On Thursday, August 15, 2019 at 7:30:46 AM UTC-4, Kurt Roeckx wrote:
> On Wed, Aug 14, 2019 at 11:52:46PM -0700, Daniel Marschall via 
> dev-security-policy wrote:
> > In old Firefox, I get a green bar if I visit google.com and paypal.com, 
> > telling me that this is a well-known company that got the EV certificate.
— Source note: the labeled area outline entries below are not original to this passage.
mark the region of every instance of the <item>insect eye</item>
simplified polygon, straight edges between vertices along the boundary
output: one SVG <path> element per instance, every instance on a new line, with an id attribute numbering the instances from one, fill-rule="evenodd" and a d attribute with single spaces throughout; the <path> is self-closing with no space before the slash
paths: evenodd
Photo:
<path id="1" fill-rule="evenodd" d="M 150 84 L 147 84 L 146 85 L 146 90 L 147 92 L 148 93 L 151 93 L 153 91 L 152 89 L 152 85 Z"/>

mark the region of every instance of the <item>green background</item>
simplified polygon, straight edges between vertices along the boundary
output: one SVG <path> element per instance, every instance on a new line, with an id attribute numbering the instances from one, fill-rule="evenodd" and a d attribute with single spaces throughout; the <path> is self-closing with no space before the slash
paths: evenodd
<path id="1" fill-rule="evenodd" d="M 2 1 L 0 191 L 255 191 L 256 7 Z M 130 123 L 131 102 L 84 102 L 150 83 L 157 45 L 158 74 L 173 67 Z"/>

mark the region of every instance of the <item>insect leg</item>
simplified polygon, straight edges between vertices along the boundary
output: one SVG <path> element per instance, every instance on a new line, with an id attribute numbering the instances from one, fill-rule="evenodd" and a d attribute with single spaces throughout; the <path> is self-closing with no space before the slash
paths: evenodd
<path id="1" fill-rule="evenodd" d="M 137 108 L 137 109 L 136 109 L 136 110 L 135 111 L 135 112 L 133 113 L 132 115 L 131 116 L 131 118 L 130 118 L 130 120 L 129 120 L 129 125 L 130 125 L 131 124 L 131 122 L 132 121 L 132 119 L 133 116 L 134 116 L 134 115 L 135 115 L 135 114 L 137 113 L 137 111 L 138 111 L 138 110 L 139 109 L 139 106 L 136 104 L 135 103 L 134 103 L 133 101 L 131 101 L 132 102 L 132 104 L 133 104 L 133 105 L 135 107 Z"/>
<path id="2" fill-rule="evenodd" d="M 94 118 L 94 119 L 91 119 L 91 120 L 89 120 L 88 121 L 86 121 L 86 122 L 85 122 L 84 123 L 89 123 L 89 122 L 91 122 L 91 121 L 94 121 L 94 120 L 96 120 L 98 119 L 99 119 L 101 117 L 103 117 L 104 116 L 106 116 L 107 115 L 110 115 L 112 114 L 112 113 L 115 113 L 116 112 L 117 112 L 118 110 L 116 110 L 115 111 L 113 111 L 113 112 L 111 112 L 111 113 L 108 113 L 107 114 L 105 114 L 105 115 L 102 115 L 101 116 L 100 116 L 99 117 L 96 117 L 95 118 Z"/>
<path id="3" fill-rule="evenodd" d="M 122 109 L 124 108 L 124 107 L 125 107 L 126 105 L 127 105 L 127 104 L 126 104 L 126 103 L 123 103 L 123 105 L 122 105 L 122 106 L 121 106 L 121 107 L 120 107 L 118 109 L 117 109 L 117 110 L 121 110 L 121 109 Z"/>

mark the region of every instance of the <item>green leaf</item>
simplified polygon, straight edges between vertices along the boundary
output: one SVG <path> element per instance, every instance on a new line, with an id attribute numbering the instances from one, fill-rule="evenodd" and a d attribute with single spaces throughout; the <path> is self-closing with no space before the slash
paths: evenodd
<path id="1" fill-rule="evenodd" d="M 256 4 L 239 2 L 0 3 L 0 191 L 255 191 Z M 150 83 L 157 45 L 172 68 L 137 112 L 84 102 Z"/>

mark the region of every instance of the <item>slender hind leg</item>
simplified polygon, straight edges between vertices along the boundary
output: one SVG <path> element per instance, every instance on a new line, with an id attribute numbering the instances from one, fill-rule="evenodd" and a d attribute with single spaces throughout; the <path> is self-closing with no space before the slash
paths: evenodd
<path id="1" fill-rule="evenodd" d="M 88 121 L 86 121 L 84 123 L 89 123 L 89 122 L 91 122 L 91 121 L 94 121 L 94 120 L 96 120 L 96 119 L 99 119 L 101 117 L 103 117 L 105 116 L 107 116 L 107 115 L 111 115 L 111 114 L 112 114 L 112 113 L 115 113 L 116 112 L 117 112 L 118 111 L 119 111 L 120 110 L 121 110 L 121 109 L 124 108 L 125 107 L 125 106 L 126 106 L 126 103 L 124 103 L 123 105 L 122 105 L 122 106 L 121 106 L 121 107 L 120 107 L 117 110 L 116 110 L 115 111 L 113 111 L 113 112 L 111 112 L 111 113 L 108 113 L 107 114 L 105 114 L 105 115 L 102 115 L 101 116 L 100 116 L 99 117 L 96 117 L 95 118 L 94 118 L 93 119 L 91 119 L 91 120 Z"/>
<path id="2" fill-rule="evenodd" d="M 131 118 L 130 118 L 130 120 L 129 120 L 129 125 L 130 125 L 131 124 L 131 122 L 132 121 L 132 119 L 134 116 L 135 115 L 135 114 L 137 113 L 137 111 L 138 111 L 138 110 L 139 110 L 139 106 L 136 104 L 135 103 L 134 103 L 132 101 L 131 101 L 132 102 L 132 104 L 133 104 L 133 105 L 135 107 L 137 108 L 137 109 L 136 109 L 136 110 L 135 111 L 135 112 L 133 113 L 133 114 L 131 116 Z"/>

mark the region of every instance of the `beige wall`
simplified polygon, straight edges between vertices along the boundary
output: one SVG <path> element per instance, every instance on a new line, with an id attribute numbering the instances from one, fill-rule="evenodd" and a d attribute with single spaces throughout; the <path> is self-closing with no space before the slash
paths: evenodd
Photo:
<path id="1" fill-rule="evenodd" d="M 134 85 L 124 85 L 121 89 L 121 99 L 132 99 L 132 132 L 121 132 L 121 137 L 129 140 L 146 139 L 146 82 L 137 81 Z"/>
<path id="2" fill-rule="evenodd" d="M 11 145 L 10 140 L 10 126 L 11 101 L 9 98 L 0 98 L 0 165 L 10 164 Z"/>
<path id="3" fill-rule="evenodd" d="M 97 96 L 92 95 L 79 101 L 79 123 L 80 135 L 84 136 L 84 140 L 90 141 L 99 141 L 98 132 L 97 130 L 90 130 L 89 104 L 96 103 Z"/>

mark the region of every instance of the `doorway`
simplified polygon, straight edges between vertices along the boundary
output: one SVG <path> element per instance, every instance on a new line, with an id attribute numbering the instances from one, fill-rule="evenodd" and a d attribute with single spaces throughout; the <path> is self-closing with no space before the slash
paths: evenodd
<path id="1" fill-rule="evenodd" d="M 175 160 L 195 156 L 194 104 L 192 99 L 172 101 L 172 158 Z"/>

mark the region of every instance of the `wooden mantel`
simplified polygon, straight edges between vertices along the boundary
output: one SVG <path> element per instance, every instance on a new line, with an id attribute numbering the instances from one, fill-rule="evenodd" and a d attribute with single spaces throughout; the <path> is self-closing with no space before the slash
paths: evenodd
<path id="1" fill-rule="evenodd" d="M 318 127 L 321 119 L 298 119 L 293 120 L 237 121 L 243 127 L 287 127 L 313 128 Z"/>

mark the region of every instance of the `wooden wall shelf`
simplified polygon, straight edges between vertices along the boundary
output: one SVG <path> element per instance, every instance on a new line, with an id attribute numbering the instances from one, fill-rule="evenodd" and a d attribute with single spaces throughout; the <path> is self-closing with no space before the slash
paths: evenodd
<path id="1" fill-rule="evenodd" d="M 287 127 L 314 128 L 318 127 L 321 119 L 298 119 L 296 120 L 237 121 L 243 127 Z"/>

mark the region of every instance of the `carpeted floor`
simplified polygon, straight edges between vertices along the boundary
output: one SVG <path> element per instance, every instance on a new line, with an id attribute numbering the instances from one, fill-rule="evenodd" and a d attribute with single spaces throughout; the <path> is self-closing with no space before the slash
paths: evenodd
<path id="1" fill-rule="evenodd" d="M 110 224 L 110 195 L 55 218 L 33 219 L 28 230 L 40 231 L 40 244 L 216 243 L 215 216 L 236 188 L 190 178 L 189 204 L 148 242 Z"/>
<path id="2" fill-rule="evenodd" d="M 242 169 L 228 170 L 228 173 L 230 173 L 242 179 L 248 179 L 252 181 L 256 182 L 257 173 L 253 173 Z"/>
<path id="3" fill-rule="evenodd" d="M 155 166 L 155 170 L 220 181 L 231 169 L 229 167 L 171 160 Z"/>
> > The other fake domains goog1e.com and paypa1.com only have DV certificates 
> > by Let's Encrypt.
> 
> The green bar does not indicate that it's a well-known company. It
> means someone payed for an EV certificate. The green bar does not
> in any way say it's more secure or indicate that you're talking to
> some trustworthy company. It only gives you a false sense of
> security.
> 
> 
> Kurt

That's a pretty disingenuous description of EV certificates. Whether they paid 
for it or not isn't the issue. It means that some entity applied for an EV 
certificate, the CA used the vetting methods described in the CA/B Forum EV 
guidelines (which were agreed to by CAs and browsers) to verify the domain, the 
company, the address, location, etc. Only after that is complete is an EV 
certificate issued.  The CA was then audited against the work they did (in 
addition to assuring they meet physical, network and other audit requirements), 
annually. 
I have to agree with Jakob, it's remarkable that Mozilla would make such a 
drastic change with only a 2 day announcement and no discussion.